Hello Tarot!

So I got lucky a couple of weeks ago and found the Joe Rosales’ version of Tarot. This deck is VERY OOP and VERY unauthorized. Evidently Sanrio sent him a C+D and that’s why not too many copies were made. They protect their copyrights with the same ferocity Disney does.

Anyway, this is a Hello Kitty themed deck. It’s a RWS clone, but some of the images are different, but not by much. He even recommends Eden Gray’s Complete Guide to Tarot on the title card. It’s in B+W and it’s also a full 78 card deck with 54 Minors, 22 Majors, title card, and description card. It didn’t come with a box.

So here are some sample cards. I won’t be using this one for readings. First off, it’s rare and worth about 20x more than what I paid for it. Secondly, the cards are *thin* and feel only slightly thicker than printer paper. I don’t want them getting damaged. What I might do, though, is scan some more cards in and then color them or do whatever w/the scanned images. I don’t know. What I’m NOT going to do is alter it via lamination or coloring the cards directly. For now, I’m taking it out and gloating, then putting it back in the storage box. Enjoy!



An Ancient Question

This is an old question that always pops up with some regularity. How do I shuffle the cards? This sounds like an idiotic question at first, until one realizes that Tarot cards are usually larger than standard playing cards by quite a bit and can be difficult to shuffle. I’ve got small hands, even for a woman, and I prefer riffling over side shuffling.
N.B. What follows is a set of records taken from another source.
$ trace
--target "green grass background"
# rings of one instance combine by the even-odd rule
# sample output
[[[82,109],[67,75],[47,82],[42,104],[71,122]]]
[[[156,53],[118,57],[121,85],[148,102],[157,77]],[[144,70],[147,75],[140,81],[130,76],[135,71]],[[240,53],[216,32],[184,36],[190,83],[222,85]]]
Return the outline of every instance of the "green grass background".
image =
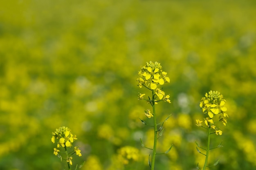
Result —
[[[63,170],[52,132],[72,129],[82,169],[115,169],[117,150],[138,148],[145,159],[124,166],[148,170],[150,105],[137,100],[140,66],[157,61],[170,78],[159,103],[164,125],[156,170],[203,165],[194,141],[199,102],[218,91],[230,117],[212,136],[212,170],[256,167],[256,2],[247,0],[4,1],[0,5],[0,170]],[[147,95],[150,94],[147,93]],[[147,120],[148,121],[148,120]],[[150,120],[149,120],[150,121]],[[74,167],[75,166],[72,166]],[[67,168],[66,167],[66,169]],[[112,169],[111,169],[112,168]]]

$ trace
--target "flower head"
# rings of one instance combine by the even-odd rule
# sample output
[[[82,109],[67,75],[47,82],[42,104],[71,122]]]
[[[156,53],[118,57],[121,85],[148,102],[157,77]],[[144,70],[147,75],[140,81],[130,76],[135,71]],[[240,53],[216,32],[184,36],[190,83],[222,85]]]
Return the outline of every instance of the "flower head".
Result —
[[[58,154],[58,152],[60,152],[60,150],[58,150],[56,149],[56,148],[54,148],[54,151],[53,151],[53,154],[57,156],[57,155]]]
[[[222,135],[222,131],[220,130],[216,130],[215,131],[215,133],[216,135]]]
[[[137,81],[140,88],[143,86],[155,90],[157,84],[163,85],[165,82],[170,82],[170,78],[166,76],[167,73],[163,71],[162,66],[157,62],[147,62],[146,65],[141,67],[139,72]]]
[[[146,95],[145,94],[141,94],[139,93],[139,95],[138,95],[138,100],[142,100],[143,99],[143,96]]]
[[[73,158],[72,157],[68,157],[67,158],[67,162],[69,162],[71,165],[72,165],[72,159]]]
[[[78,147],[75,146],[74,148],[74,151],[76,152],[76,155],[78,155],[79,157],[82,156],[82,154],[81,154],[81,150],[79,149]]]
[[[205,96],[202,98],[200,104],[203,113],[207,113],[210,119],[215,115],[222,114],[219,120],[225,125],[227,123],[225,117],[228,116],[226,113],[227,110],[225,106],[226,100],[223,99],[223,95],[218,91],[211,91],[208,93],[206,93]]]
[[[55,142],[55,139],[58,139],[58,141],[57,144],[57,147],[59,148],[62,146],[70,147],[72,146],[72,143],[75,139],[77,139],[76,135],[71,133],[71,130],[67,127],[63,126],[58,129],[56,129],[56,131],[52,132],[52,137],[51,140],[54,144]]]

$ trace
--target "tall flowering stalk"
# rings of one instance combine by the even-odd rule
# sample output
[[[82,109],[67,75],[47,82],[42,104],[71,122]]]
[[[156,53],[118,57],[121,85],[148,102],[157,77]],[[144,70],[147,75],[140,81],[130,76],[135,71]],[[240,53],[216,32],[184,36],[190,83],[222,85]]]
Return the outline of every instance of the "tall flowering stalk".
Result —
[[[154,136],[153,148],[146,147],[141,139],[141,145],[143,147],[153,150],[151,163],[150,159],[150,155],[148,157],[148,163],[152,170],[154,169],[156,155],[161,154],[161,153],[157,153],[156,152],[157,139],[162,134],[164,123],[170,117],[169,116],[167,117],[163,122],[159,124],[157,123],[155,104],[157,104],[157,102],[161,101],[164,101],[168,103],[171,103],[171,101],[169,99],[170,96],[166,95],[164,92],[159,88],[157,88],[158,86],[162,85],[165,83],[170,82],[170,79],[167,76],[167,74],[166,72],[163,71],[162,66],[160,63],[157,62],[153,63],[150,61],[149,62],[147,62],[145,66],[141,67],[141,70],[139,72],[139,77],[137,79],[137,81],[138,82],[138,85],[140,88],[144,87],[151,91],[151,97],[148,96],[148,99],[144,99],[144,96],[146,95],[145,94],[140,93],[139,93],[138,99],[146,100],[148,103],[151,105],[153,111],[153,113],[151,113],[150,109],[148,109],[144,111],[144,114],[148,118],[153,117],[154,119],[153,125],[148,125],[145,121],[141,119],[141,122],[144,124],[154,127]],[[157,127],[158,125],[160,125],[159,128]],[[158,133],[159,134],[158,134]],[[162,154],[168,153],[171,148],[172,146],[165,152]]]
[[[74,149],[70,152],[69,153],[67,152],[67,148],[71,148],[72,146],[72,144],[75,140],[77,139],[76,136],[71,133],[71,130],[65,126],[56,129],[56,131],[52,132],[52,143],[54,144],[55,143],[56,139],[58,140],[57,142],[57,148],[54,148],[53,154],[60,158],[61,161],[62,161],[62,159],[66,160],[67,163],[68,169],[70,170],[71,169],[70,166],[72,164],[72,159],[73,159],[72,157],[71,156],[74,153],[76,153],[79,157],[82,156],[81,151],[79,149],[78,146],[74,147]],[[58,148],[60,149],[61,148],[64,148],[65,152],[61,152],[58,149]],[[63,156],[61,155],[61,153],[63,153],[65,158],[63,159]]]
[[[200,147],[198,143],[195,142],[197,146],[205,151],[205,154],[203,153],[196,147],[197,151],[200,153],[205,156],[204,164],[203,168],[203,170],[205,170],[208,166],[208,157],[210,150],[220,148],[221,146],[222,142],[217,147],[213,148],[210,148],[211,140],[211,135],[215,134],[217,135],[221,135],[222,132],[219,128],[217,128],[215,123],[216,121],[220,121],[225,126],[227,123],[227,118],[228,115],[226,113],[227,108],[225,105],[226,100],[223,99],[223,97],[218,91],[210,91],[208,93],[206,93],[205,97],[202,98],[200,102],[200,106],[202,111],[203,113],[206,116],[204,118],[204,120],[196,119],[196,125],[199,127],[201,127],[207,130],[207,144],[206,149]],[[204,121],[205,126],[203,126],[202,123]],[[206,127],[205,127],[206,126]],[[219,160],[217,161],[213,166],[216,166],[218,163]],[[199,169],[198,164],[197,169]]]

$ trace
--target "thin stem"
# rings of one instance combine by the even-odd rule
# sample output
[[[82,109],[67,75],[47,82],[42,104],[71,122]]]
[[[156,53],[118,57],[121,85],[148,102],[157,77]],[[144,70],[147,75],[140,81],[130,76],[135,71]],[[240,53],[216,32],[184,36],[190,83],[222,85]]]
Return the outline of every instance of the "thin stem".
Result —
[[[68,157],[68,154],[67,153],[67,147],[65,145],[65,147],[64,147],[65,148],[65,153],[66,153],[66,155],[67,155],[67,158]],[[68,167],[68,169],[69,170],[71,170],[71,168],[70,168],[70,165],[69,162],[67,162],[67,166]]]
[[[209,151],[210,150],[210,141],[211,139],[211,128],[208,128],[208,139],[207,140],[207,148],[206,149],[206,155],[205,157],[205,161],[204,161],[204,168],[203,168],[203,170],[205,170],[206,167],[207,166],[207,164],[208,161],[208,157],[209,156]]]
[[[154,147],[153,148],[153,155],[152,156],[152,163],[151,164],[151,170],[154,170],[155,167],[155,161],[157,150],[157,119],[155,108],[155,98],[154,91],[152,91],[152,107],[153,108],[153,117],[154,118]]]

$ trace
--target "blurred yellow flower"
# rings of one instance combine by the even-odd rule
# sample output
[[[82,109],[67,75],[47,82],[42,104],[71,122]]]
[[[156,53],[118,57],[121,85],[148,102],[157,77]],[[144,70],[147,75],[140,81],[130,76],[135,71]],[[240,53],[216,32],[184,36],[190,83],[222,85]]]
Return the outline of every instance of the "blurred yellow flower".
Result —
[[[220,130],[217,130],[215,131],[215,133],[217,135],[222,135],[222,131]]]
[[[53,154],[55,155],[57,155],[58,154],[58,152],[60,152],[60,150],[58,150],[56,149],[56,148],[54,148],[54,151],[53,152]]]
[[[139,150],[132,146],[126,146],[121,148],[118,152],[119,156],[122,158],[121,159],[124,164],[128,164],[129,160],[137,161],[139,159]]]
[[[72,158],[72,157],[68,157],[67,159],[67,162],[69,162],[70,164],[71,165],[72,165],[72,159],[73,158]]]

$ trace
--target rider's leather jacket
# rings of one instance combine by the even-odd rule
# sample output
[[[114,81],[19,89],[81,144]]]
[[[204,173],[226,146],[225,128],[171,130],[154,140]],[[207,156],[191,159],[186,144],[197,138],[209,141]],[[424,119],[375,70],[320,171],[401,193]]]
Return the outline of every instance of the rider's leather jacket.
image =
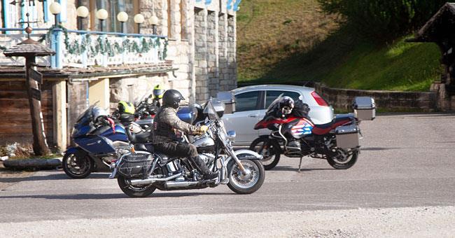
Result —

Riffling is what most people think of when shuffling cards. Half the deck is taken in each hand, and the cards are bent slightly backwards with the stacks slightly touching each other. This interlaces the cards.

Side shuffling is when the deck is taken in hand on its side, a section is removed, and then worked back into the main deck.

Both processes will be repeated until the shuffler feels the cards are thoroughly mixed.

Personally, I prefer riffle shuffling and will only do side shuffling with decks that are absolutely huge, like my Octopus Press Marseille. A lot of readers don’t like riffling as it can bend the cards over time. I’ve found that if it’s done gently, the cards *may* warp, but only slightly. Side shuffling has actually split some of my cards even though it was done gently. So I encourage my sitters to riffle shuffle only as I’m not into repairing or replacing decks unless I absolutely have to. It’s also a lot of fun to hand an irritating client a brand new, very slick plastic coated deck, and watch them spray the cards all over the floor. This usually results in an entertaining game of 78 pick up. Well, entertaining for me, not so much for them, usually.

Tarot cards are paper products, like playing cards are. They’re all plastic coated these days but still made out of paper. They call things like this ephemera in the antique trade, along with such things as newspaper clippings, posters, and the like. Even the most gentle handling will eventually wear them out, so keep this in mind when you use your own decks. I will discuss care, feeding, and storage in future posts.